I’m busy getting ready for our yoga and lifewriting women’s winter respite tomorrow, but I want to share a link to a fun article that includes our farm by food writer Cindy Sutter in the Boulder Daily Camera. John and I had to chuckle at Cindy’s mid-winter weariness for squash and roots. We’d probably feel the same way if we didn’t have fresh arugula in our greenhouse for salads and sandwiches and delicious Winterbor kale under row cover out in the field (when it’s not covered with snow) for stir-fries and soups. Those greens add a lot to our winter cuisine.
We also make our “sundried” (dehydrated) tomatoes a regular part of our diet. Now that the chickens are laying again (they take some time off for the shortest winter days), we’re back to sundried tomato omelettes with herbs (even fresh rosemary from the greenhouse) and chevre. It’s true that our winter meals are less varied than meals the rest of the year, but that’s part of the way we simplify our lives in these darker, colder days.
Even in the midst of winter, we’re thinking about spring here at Stonebridge. The onions are poking up in the greenhouse flats and the seed order has arrived.

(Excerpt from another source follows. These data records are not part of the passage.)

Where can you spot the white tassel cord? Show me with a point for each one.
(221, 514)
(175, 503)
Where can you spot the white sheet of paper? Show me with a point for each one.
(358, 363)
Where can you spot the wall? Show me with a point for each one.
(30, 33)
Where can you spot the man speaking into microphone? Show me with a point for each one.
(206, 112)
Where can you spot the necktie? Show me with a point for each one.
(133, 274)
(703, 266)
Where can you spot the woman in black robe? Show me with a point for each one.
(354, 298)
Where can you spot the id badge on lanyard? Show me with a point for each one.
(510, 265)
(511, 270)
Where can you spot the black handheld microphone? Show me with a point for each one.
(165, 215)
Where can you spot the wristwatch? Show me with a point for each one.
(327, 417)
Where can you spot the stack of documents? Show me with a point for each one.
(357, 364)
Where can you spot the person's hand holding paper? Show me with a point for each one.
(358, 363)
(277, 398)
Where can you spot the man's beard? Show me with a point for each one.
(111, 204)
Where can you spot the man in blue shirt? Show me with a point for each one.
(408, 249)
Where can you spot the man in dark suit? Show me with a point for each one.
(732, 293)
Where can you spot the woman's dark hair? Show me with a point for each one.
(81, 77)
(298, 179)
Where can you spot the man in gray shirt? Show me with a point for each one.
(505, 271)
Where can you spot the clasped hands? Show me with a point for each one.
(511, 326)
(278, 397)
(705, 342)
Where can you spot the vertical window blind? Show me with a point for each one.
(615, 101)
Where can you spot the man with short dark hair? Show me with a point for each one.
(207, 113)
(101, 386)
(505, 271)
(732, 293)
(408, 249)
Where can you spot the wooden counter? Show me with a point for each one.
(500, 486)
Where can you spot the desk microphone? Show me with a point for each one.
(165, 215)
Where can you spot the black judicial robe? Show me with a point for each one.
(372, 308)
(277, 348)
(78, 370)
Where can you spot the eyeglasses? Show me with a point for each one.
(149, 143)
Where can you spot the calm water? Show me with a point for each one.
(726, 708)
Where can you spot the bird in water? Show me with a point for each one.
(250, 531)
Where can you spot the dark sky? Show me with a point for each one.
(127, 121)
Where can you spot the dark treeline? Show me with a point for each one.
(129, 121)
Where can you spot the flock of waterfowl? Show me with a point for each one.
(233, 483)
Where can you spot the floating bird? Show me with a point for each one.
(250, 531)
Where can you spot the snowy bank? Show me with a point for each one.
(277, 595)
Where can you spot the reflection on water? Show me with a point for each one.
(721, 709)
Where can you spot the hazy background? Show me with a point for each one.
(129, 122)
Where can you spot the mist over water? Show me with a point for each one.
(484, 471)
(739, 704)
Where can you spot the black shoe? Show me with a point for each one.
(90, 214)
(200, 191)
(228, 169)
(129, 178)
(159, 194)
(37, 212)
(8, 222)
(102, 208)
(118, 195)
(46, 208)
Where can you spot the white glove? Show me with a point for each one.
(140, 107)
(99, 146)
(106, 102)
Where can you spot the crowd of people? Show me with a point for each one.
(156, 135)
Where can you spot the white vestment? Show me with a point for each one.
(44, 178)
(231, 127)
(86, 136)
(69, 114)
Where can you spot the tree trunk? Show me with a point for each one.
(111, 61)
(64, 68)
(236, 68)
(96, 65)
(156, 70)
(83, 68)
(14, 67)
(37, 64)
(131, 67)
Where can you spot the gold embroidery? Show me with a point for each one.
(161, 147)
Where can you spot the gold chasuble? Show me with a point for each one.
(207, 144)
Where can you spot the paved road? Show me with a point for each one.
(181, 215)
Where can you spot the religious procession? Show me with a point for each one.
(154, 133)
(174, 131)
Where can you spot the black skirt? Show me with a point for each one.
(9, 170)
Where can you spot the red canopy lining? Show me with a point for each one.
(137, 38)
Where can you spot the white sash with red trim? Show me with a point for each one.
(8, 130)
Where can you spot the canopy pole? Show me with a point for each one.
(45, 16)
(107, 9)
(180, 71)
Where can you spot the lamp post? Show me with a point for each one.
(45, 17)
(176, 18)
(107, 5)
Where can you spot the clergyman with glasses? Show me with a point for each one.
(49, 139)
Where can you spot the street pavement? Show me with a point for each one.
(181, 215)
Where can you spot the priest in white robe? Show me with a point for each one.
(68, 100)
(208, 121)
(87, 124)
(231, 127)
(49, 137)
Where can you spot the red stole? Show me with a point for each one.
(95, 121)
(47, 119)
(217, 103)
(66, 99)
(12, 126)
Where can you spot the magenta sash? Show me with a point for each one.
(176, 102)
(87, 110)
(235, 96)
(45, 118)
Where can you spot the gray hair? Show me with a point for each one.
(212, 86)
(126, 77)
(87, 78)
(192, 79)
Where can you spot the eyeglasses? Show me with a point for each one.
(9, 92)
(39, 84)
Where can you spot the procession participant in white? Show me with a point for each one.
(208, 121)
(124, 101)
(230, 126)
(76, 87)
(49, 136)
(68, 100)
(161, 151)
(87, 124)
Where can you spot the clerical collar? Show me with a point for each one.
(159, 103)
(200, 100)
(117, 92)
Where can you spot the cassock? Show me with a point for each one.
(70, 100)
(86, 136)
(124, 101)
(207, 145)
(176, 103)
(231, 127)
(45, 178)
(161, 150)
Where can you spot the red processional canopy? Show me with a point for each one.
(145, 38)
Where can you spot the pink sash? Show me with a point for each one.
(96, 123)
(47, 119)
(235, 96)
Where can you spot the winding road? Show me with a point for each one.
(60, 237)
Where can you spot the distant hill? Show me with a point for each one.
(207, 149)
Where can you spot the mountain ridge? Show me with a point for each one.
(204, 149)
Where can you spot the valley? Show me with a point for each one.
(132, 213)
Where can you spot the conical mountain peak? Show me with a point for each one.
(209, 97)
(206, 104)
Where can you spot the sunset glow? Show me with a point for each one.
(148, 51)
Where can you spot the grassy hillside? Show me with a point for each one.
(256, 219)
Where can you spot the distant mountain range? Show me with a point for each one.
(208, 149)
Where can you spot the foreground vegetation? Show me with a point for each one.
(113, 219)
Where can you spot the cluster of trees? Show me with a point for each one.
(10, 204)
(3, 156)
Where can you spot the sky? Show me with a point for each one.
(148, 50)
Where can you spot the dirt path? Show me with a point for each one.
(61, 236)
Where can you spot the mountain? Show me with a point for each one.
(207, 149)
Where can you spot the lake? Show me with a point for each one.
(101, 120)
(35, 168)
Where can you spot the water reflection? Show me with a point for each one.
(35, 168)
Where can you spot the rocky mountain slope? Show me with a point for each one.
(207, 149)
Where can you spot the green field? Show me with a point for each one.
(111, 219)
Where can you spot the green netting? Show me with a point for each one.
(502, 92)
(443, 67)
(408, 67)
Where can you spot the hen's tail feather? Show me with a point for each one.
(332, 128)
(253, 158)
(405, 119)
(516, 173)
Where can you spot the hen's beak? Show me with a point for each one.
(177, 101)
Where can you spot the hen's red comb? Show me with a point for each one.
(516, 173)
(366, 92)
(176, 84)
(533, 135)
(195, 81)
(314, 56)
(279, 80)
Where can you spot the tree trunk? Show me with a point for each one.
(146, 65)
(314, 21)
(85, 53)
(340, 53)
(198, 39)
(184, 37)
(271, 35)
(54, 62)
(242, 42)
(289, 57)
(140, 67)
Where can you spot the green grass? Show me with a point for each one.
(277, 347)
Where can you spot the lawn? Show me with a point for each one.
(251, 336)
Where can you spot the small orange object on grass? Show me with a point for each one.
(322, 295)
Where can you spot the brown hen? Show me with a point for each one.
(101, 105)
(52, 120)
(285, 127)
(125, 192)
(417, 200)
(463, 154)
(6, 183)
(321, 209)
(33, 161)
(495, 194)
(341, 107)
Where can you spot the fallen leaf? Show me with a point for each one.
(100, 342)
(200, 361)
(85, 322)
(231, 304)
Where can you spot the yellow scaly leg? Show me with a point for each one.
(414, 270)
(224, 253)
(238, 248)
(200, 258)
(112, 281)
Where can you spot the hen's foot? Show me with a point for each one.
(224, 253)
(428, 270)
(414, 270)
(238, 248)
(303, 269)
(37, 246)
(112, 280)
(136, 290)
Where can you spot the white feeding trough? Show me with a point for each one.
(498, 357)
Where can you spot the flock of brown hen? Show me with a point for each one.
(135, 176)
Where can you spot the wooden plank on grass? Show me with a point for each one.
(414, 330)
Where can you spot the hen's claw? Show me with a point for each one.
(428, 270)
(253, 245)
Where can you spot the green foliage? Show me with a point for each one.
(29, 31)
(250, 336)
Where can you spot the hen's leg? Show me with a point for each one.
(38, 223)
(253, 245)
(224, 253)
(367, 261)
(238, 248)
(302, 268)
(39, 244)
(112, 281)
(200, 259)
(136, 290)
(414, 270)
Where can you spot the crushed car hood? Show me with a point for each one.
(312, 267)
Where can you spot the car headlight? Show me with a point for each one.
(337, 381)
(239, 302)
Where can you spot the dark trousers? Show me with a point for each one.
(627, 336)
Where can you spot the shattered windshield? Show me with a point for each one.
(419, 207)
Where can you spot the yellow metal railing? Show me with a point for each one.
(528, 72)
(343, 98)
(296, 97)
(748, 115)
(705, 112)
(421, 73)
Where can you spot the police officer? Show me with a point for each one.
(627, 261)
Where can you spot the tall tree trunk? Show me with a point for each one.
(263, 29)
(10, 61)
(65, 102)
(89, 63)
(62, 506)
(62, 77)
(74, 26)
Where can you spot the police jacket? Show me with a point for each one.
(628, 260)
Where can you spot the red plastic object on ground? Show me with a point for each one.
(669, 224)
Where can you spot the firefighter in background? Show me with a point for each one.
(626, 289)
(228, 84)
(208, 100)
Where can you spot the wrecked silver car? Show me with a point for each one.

At last Saturday’s ditch meeting, we were assured that we’d have water by May 1st, if not before. The St Vrain river will be re-connected to our irrigation ditch (with our annual ditch fees going up 200% for the next 27 years!). The snowpack is heavy, which any other year would be great news. This year, spring run-off in the damaged river channel worries all of us, but we are happy to have snow levels up again. We know some Boulder County farmers are facing much more difficult situations following the flood. We can’t help but be grateful that our farm fared as well as it did. Farming is a tenuous undertaking in any year, but farmers are a hopeful lot. As I said at the end of the Camera article, farming is forgiving because you get to start over every season.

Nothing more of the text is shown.